Suppose $A$ has volume exactly $1/2$. If inflating $A$ by $r$ doesn’t change its volume too much, then $\mu(A_r)$ will be almost $1/2$, and $1 - \mu(A_r)$ will also be very close to $1/2$ as well. So if there exists even a single set $A$ which doesn’t blow up when inflating, we’ll get a large value in our concentration function. But if, on the other hand, for every $A$ it turns out that $\mu(A_r)$ is enormous and takes up almost all the volume, then $1 - \mu(A_r)$ will be very close to $0$, and the concentration function will be very small.
You can already smell that the concentration function is related to isoperimetric problems I described earlier: If a set has a large surface area, then inflating it by $r$ will cause it to fill up a lot of the space. On the other hand, sets with small surface area might not fill up a lot of space. So finding a set with small surface area is like finding a set for which $1-\mu(A_r)$ is large.
The function $\alpha_\mu$ is known for some metric measure spaces, and amongst them our beloved Euclidean-distance Gaussian-measure space $(\mathbb{R}^d, ||x-y||, \Gamma)$. The following theorem, while appearing as mere harmless pixels on your screen, actually involves considerable effort, mixed in with some tears and toil:

Theorem (Gaussian isoperimetry):

$\alpha_\Gamma(r) \leq e^{-r^2/2}.$

One way to prove this is to roll up your sleeves and find a (unique) set $A \in \mathbb{R}^d$ for which $1 - \Gamma(A_r)$ is maximal. It turns out that this is a half-plane, but showing it is a matter for another post. The thing to take home is this: For even moderately large values of $r$, the expression $e^{-r^2/2}$ is tiny. In this case we say that “$\Gamma$ has normal concentration”, which, given that $\Gamma$ is a normal distribution, isn’t that surprising.

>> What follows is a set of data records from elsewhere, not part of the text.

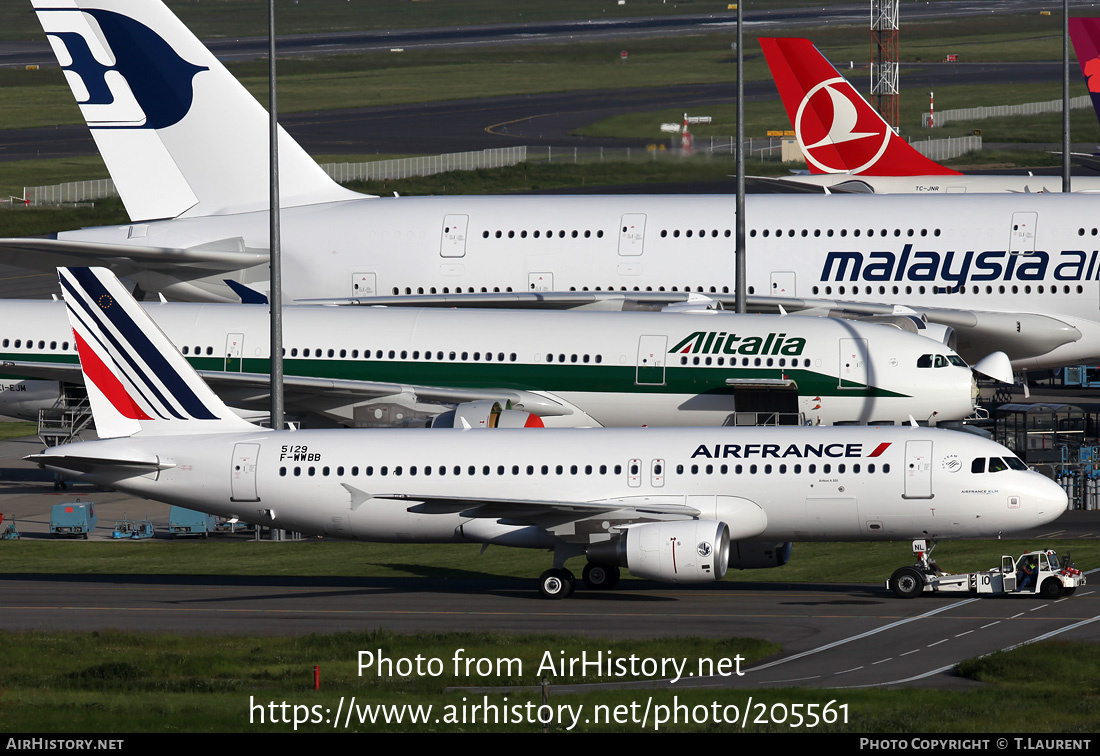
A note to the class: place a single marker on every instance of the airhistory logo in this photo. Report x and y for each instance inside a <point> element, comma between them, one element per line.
<point>721,342</point>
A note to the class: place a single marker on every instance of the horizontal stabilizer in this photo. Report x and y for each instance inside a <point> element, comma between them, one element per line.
<point>46,254</point>
<point>62,461</point>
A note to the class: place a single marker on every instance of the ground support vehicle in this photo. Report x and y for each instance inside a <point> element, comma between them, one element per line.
<point>122,527</point>
<point>184,522</point>
<point>73,521</point>
<point>9,532</point>
<point>1052,578</point>
<point>142,529</point>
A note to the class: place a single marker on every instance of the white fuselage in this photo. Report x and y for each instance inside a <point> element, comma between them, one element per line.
<point>1000,253</point>
<point>607,369</point>
<point>811,483</point>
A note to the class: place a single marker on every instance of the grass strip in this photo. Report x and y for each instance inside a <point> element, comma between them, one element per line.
<point>123,682</point>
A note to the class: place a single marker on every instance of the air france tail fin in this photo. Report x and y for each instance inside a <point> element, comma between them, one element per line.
<point>138,382</point>
<point>1085,34</point>
<point>837,130</point>
<point>179,135</point>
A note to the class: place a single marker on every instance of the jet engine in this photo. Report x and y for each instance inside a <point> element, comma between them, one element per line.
<point>746,555</point>
<point>682,551</point>
<point>486,414</point>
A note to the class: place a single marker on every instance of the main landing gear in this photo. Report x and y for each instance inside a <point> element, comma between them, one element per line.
<point>559,582</point>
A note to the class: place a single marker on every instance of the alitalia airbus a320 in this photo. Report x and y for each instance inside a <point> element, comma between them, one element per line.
<point>382,366</point>
<point>672,504</point>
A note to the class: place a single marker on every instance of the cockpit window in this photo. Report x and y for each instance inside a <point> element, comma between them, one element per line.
<point>932,361</point>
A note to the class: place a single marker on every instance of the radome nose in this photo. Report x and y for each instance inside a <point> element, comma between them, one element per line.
<point>1051,501</point>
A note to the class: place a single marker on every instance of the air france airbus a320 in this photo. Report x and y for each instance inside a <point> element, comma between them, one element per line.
<point>678,505</point>
<point>380,366</point>
<point>186,146</point>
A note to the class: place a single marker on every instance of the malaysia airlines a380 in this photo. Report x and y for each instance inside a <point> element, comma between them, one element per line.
<point>184,143</point>
<point>677,505</point>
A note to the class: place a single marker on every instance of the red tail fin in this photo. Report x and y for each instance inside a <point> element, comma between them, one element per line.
<point>837,130</point>
<point>1086,36</point>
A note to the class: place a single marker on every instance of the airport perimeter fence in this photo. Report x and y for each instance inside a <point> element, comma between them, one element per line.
<point>945,149</point>
<point>945,117</point>
<point>67,194</point>
<point>762,149</point>
<point>403,167</point>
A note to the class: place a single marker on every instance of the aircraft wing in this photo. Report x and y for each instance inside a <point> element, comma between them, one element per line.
<point>328,387</point>
<point>504,507</point>
<point>303,387</point>
<point>578,522</point>
<point>46,254</point>
<point>1021,336</point>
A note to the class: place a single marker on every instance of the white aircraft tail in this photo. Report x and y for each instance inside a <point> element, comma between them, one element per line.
<point>136,380</point>
<point>179,135</point>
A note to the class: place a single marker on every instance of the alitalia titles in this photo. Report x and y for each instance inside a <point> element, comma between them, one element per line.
<point>721,342</point>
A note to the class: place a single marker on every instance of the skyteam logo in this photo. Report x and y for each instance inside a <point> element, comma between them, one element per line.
<point>122,74</point>
<point>839,132</point>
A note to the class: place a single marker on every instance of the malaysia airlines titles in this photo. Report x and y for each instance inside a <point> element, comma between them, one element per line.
<point>959,269</point>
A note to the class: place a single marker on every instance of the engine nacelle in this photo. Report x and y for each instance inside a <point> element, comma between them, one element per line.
<point>748,555</point>
<point>682,551</point>
<point>944,335</point>
<point>486,414</point>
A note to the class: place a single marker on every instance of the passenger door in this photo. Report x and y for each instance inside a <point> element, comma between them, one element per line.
<point>243,472</point>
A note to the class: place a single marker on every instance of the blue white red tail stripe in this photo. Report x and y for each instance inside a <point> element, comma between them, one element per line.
<point>101,307</point>
<point>136,380</point>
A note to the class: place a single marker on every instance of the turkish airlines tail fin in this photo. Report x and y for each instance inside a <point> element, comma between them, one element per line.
<point>179,135</point>
<point>1085,34</point>
<point>138,381</point>
<point>837,130</point>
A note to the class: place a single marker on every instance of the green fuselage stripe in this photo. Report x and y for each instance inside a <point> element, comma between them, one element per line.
<point>557,377</point>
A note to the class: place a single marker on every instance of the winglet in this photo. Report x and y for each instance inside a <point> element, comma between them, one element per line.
<point>136,380</point>
<point>837,130</point>
<point>1085,34</point>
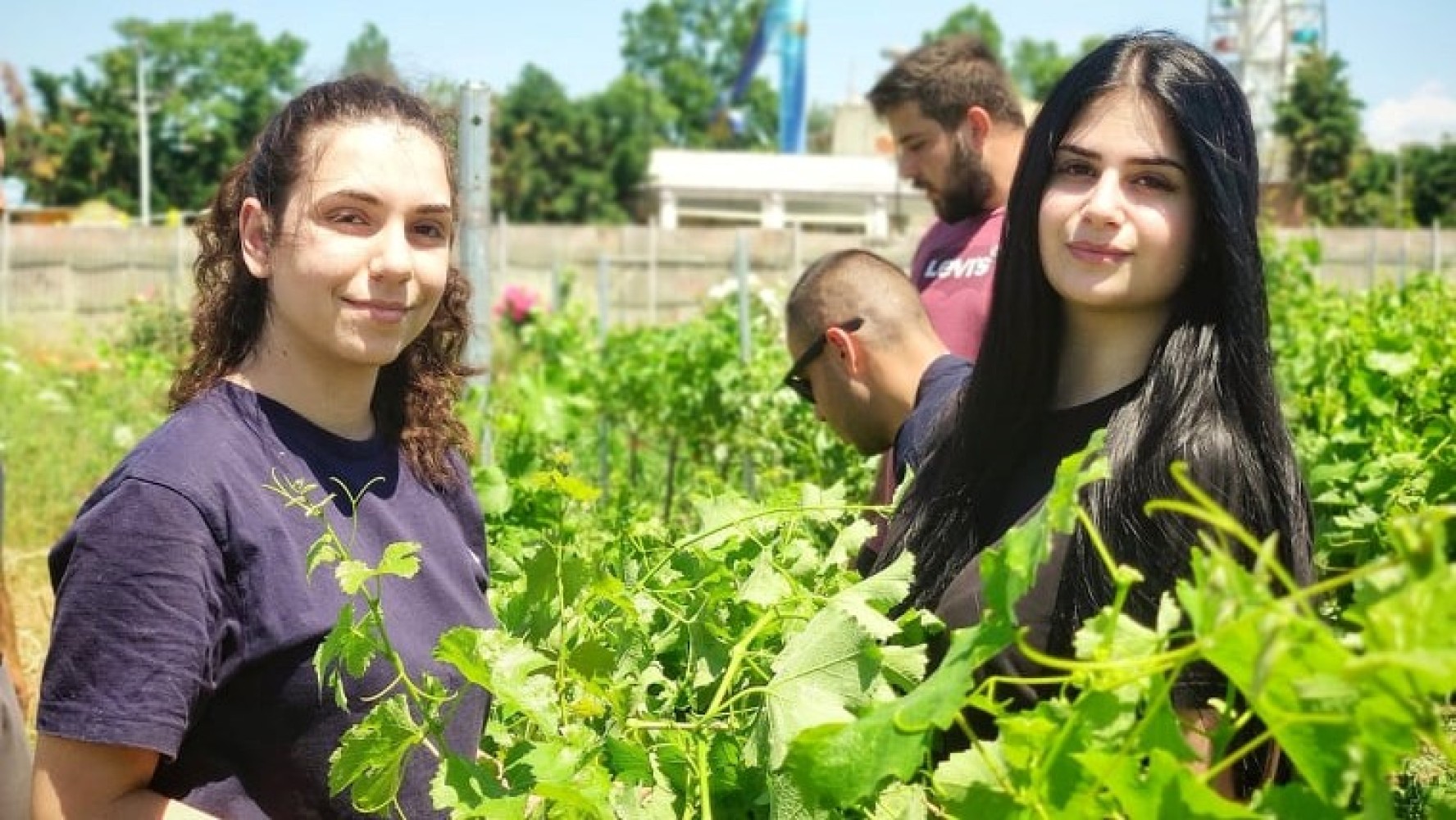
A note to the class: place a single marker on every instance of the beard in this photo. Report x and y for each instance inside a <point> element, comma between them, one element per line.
<point>967,185</point>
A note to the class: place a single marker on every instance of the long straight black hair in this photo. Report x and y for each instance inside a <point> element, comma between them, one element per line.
<point>1208,394</point>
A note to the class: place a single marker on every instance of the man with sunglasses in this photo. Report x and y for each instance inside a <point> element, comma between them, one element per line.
<point>868,360</point>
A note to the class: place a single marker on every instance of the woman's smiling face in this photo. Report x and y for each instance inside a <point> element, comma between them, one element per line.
<point>1118,212</point>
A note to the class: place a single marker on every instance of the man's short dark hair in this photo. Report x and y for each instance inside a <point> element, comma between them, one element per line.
<point>945,78</point>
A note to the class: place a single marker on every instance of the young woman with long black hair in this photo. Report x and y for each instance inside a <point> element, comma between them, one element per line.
<point>1131,296</point>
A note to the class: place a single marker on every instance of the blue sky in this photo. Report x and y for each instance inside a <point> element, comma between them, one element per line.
<point>1399,52</point>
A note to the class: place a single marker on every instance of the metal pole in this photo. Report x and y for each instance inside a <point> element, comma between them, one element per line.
<point>180,264</point>
<point>603,324</point>
<point>1371,261</point>
<point>651,271</point>
<point>1405,255</point>
<point>474,176</point>
<point>503,240</point>
<point>144,139</point>
<point>1436,249</point>
<point>744,339</point>
<point>5,266</point>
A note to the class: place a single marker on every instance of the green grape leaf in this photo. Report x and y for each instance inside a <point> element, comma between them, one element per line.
<point>370,759</point>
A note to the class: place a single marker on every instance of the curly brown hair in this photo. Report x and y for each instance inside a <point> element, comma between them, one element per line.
<point>945,78</point>
<point>416,395</point>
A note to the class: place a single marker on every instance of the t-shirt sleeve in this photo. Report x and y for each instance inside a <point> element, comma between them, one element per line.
<point>139,615</point>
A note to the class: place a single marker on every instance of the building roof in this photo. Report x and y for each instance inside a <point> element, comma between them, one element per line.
<point>756,174</point>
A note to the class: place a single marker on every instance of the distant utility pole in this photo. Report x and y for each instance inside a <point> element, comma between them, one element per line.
<point>144,137</point>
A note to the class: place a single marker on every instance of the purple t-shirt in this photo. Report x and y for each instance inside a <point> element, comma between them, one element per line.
<point>184,621</point>
<point>953,270</point>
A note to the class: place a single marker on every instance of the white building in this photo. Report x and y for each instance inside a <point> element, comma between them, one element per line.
<point>858,194</point>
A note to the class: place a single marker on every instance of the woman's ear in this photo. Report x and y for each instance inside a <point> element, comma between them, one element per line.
<point>253,230</point>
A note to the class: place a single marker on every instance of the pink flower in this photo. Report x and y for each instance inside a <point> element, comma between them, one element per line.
<point>517,303</point>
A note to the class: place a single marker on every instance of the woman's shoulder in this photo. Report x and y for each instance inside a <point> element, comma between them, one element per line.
<point>201,440</point>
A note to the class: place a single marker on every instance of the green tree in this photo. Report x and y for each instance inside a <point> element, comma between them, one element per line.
<point>1372,189</point>
<point>1319,120</point>
<point>690,52</point>
<point>369,54</point>
<point>1429,182</point>
<point>562,161</point>
<point>975,20</point>
<point>212,84</point>
<point>1037,65</point>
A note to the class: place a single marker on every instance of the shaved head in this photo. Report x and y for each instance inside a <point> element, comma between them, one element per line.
<point>844,285</point>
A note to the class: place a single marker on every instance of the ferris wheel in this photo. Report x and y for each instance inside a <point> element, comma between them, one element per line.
<point>1261,43</point>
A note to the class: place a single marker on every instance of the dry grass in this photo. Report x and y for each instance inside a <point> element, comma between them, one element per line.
<point>32,600</point>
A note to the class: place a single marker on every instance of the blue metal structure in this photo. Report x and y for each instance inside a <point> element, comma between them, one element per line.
<point>782,28</point>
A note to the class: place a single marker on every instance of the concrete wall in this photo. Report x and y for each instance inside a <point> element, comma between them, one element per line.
<point>88,273</point>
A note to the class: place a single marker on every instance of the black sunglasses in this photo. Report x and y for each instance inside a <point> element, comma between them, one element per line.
<point>795,380</point>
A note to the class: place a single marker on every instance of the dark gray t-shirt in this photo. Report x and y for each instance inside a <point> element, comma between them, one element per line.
<point>934,399</point>
<point>184,621</point>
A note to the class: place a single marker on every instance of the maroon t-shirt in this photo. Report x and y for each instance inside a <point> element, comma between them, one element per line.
<point>953,270</point>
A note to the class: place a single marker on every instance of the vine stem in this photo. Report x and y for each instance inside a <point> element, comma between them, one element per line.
<point>735,658</point>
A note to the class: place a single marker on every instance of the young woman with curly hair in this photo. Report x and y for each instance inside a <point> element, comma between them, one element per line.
<point>328,332</point>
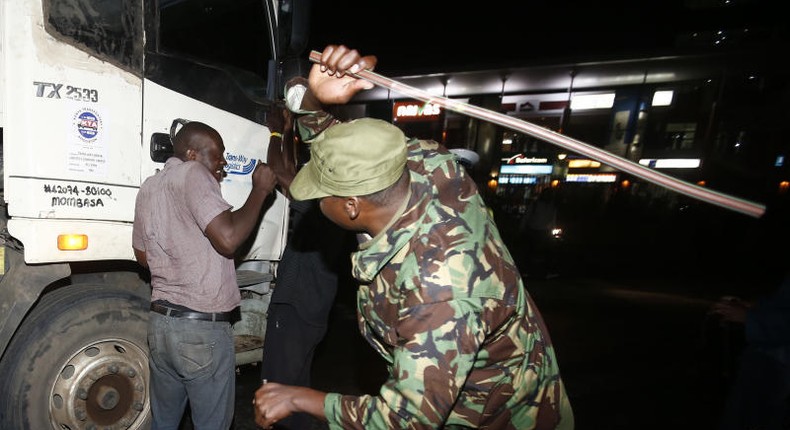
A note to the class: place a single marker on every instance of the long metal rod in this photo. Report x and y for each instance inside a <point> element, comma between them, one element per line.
<point>714,197</point>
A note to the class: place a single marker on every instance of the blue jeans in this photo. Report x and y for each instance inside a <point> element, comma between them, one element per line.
<point>193,361</point>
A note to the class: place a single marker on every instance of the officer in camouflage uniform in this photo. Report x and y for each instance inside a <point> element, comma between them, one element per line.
<point>440,297</point>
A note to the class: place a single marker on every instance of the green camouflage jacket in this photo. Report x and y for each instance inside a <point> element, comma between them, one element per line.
<point>443,302</point>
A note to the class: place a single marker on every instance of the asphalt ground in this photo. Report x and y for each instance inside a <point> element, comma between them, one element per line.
<point>634,353</point>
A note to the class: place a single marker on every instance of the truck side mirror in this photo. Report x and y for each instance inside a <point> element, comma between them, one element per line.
<point>161,147</point>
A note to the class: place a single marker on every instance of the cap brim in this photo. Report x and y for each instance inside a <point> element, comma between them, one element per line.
<point>305,185</point>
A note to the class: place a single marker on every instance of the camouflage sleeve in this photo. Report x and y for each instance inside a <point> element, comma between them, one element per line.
<point>436,352</point>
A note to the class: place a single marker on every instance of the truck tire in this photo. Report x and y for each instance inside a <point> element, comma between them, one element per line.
<point>79,361</point>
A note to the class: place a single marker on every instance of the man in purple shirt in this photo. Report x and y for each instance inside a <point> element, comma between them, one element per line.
<point>186,234</point>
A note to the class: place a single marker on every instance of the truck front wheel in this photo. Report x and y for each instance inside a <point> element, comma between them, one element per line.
<point>79,361</point>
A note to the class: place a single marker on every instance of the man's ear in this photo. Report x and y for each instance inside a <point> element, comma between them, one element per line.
<point>352,207</point>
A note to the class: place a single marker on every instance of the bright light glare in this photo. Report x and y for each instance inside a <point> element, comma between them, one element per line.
<point>592,101</point>
<point>663,98</point>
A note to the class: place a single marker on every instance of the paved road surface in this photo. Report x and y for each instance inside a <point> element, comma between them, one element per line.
<point>635,354</point>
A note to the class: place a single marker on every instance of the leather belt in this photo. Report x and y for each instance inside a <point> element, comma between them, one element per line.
<point>192,315</point>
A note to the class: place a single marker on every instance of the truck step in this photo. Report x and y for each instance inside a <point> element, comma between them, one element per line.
<point>251,277</point>
<point>247,342</point>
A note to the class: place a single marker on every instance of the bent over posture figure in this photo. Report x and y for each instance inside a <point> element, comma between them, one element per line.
<point>440,297</point>
<point>186,234</point>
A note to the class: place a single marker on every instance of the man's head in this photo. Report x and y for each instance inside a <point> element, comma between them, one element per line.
<point>200,142</point>
<point>356,158</point>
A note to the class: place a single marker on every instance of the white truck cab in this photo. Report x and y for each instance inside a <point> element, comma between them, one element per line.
<point>90,91</point>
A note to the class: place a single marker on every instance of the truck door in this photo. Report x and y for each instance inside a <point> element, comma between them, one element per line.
<point>209,61</point>
<point>73,91</point>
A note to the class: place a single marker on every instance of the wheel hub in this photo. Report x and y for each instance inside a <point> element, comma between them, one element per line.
<point>104,386</point>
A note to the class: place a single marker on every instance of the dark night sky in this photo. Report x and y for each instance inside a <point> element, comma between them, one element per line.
<point>437,35</point>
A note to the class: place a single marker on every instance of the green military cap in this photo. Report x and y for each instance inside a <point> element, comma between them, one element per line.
<point>355,158</point>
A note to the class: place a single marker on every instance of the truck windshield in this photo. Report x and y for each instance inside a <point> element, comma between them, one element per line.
<point>110,30</point>
<point>219,32</point>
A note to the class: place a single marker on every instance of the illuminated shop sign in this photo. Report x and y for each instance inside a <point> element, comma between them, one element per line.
<point>593,177</point>
<point>415,111</point>
<point>525,169</point>
<point>670,163</point>
<point>523,159</point>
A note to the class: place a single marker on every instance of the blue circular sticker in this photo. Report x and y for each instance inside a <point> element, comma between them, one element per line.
<point>88,124</point>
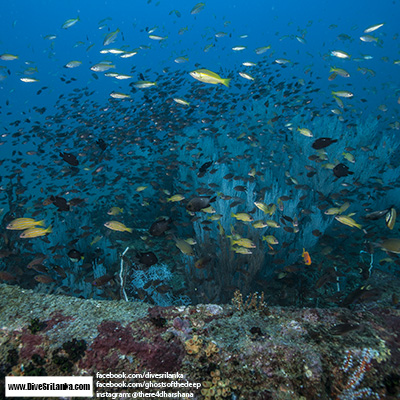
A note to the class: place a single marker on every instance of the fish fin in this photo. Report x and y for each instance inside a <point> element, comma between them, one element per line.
<point>226,81</point>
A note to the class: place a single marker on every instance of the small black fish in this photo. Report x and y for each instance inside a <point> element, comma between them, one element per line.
<point>203,168</point>
<point>60,203</point>
<point>75,255</point>
<point>342,170</point>
<point>159,227</point>
<point>148,258</point>
<point>198,203</point>
<point>70,159</point>
<point>321,143</point>
<point>102,144</point>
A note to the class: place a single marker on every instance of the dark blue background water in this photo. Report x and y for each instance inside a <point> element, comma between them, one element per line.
<point>25,23</point>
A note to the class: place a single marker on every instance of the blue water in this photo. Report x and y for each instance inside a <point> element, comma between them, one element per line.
<point>304,33</point>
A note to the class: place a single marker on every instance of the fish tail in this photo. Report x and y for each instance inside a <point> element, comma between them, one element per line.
<point>226,81</point>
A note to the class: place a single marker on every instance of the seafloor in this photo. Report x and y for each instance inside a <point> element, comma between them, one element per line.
<point>246,350</point>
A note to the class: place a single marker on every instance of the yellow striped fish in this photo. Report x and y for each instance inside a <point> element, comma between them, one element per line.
<point>20,224</point>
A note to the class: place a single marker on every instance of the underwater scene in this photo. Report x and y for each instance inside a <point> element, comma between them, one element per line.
<point>202,162</point>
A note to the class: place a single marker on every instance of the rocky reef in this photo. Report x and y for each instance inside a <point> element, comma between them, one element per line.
<point>245,350</point>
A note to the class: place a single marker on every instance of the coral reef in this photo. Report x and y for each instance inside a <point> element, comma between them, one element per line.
<point>235,352</point>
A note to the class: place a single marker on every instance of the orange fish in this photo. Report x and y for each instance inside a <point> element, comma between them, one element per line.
<point>306,257</point>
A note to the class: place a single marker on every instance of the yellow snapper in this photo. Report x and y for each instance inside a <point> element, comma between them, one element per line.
<point>70,22</point>
<point>35,232</point>
<point>206,76</point>
<point>20,224</point>
<point>117,226</point>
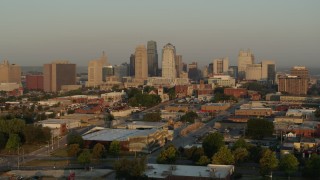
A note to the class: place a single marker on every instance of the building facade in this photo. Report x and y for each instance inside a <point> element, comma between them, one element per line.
<point>220,65</point>
<point>95,77</point>
<point>244,58</point>
<point>58,73</point>
<point>168,61</point>
<point>152,58</point>
<point>141,62</point>
<point>10,73</point>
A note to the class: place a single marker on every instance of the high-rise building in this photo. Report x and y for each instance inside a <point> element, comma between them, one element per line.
<point>220,65</point>
<point>179,67</point>
<point>95,71</point>
<point>253,72</point>
<point>268,71</point>
<point>168,61</point>
<point>58,73</point>
<point>244,58</point>
<point>132,64</point>
<point>152,58</point>
<point>121,71</point>
<point>107,71</point>
<point>300,71</point>
<point>34,82</point>
<point>193,71</point>
<point>233,71</point>
<point>141,62</point>
<point>293,85</point>
<point>10,73</point>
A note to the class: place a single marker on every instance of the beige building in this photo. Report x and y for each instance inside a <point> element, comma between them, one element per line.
<point>293,85</point>
<point>168,61</point>
<point>58,73</point>
<point>95,71</point>
<point>253,72</point>
<point>244,58</point>
<point>141,62</point>
<point>220,65</point>
<point>10,73</point>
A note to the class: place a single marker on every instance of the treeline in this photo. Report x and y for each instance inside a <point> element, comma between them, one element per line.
<point>15,132</point>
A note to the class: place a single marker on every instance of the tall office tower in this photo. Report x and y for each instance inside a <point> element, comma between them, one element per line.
<point>132,64</point>
<point>193,71</point>
<point>168,61</point>
<point>121,71</point>
<point>107,71</point>
<point>300,71</point>
<point>294,85</point>
<point>34,82</point>
<point>253,72</point>
<point>184,67</point>
<point>178,61</point>
<point>244,58</point>
<point>152,58</point>
<point>58,73</point>
<point>233,71</point>
<point>220,65</point>
<point>141,63</point>
<point>268,71</point>
<point>210,69</point>
<point>10,73</point>
<point>95,71</point>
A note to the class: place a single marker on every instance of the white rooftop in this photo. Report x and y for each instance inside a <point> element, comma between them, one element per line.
<point>161,171</point>
<point>116,134</point>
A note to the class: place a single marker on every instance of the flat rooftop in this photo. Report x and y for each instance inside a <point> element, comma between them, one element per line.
<point>116,134</point>
<point>161,171</point>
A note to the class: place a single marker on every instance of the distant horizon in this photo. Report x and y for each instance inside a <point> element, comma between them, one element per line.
<point>38,32</point>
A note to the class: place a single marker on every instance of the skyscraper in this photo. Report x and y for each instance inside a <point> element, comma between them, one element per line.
<point>132,64</point>
<point>58,73</point>
<point>178,61</point>
<point>168,61</point>
<point>141,62</point>
<point>220,65</point>
<point>152,58</point>
<point>95,71</point>
<point>10,73</point>
<point>244,58</point>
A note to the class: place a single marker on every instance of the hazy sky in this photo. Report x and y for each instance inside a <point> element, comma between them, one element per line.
<point>35,32</point>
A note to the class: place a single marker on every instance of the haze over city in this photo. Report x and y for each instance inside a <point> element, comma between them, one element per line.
<point>38,32</point>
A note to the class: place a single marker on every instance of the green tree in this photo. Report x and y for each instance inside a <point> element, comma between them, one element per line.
<point>73,150</point>
<point>312,167</point>
<point>3,140</point>
<point>130,169</point>
<point>240,154</point>
<point>203,161</point>
<point>114,148</point>
<point>212,143</point>
<point>317,113</point>
<point>168,156</point>
<point>289,164</point>
<point>75,138</point>
<point>84,157</point>
<point>259,128</point>
<point>13,142</point>
<point>98,151</point>
<point>154,117</point>
<point>189,117</point>
<point>223,156</point>
<point>268,162</point>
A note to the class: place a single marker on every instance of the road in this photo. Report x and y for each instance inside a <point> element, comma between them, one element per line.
<point>182,141</point>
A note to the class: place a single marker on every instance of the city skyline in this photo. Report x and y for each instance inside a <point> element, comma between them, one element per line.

Now that we made friends with the Gaussian isoperimetric concentration function, it’s time to ruthlessly exploit it.

Theorem (Isoperimetric concentration of measure): Let $(X,\rho, \mu)$ be a metric measure space, and let $F: X \to \mathbb{R}$ be a real valued continuous function with Lipschitz constant $||F||_{\mathrm{Lip}}$. Let $m_F$ be a median of $F$, i.e $\mu({F \leq m_F}) \geq 1/2$ and $\mu({F \geq m_F}) \geq 1/2$. Then

$\mu(\{|F - m_F| \geq r \}) \leq 2 \alpha_\mu(r / ||F||_{\mathrm{Lip}}).$

To put it plainly: The isoperimetric concentration function $\alpha_\mu$ puts strong bounds on the concentration of measure of nicely-behaving functions! If $\alpha_\mu$ is small, then continuous functions have a really hard time being far away from their median value; they just can’t help being concentrated around it.
Maybe a few reminders are in order. The Lipschitz constant of a function $F$ is the smallest constant $c$ so that $|f(x) - f(y)| \leq c \cdot \rho(x,y)$ for all $x,y\in X$. In other words, it controls by how much $F$ can change as the inputs moves over the domain. If $Z$ is a random variable, a median $m_Z$ of $Z$ is a number such that $\mu({Z \leq m_Z}) \geq 1/2$ and $\mu({Z \geq m_Z}) \geq 1/2$. In other words, half the time $Z$ is above this value, and half the time it is below.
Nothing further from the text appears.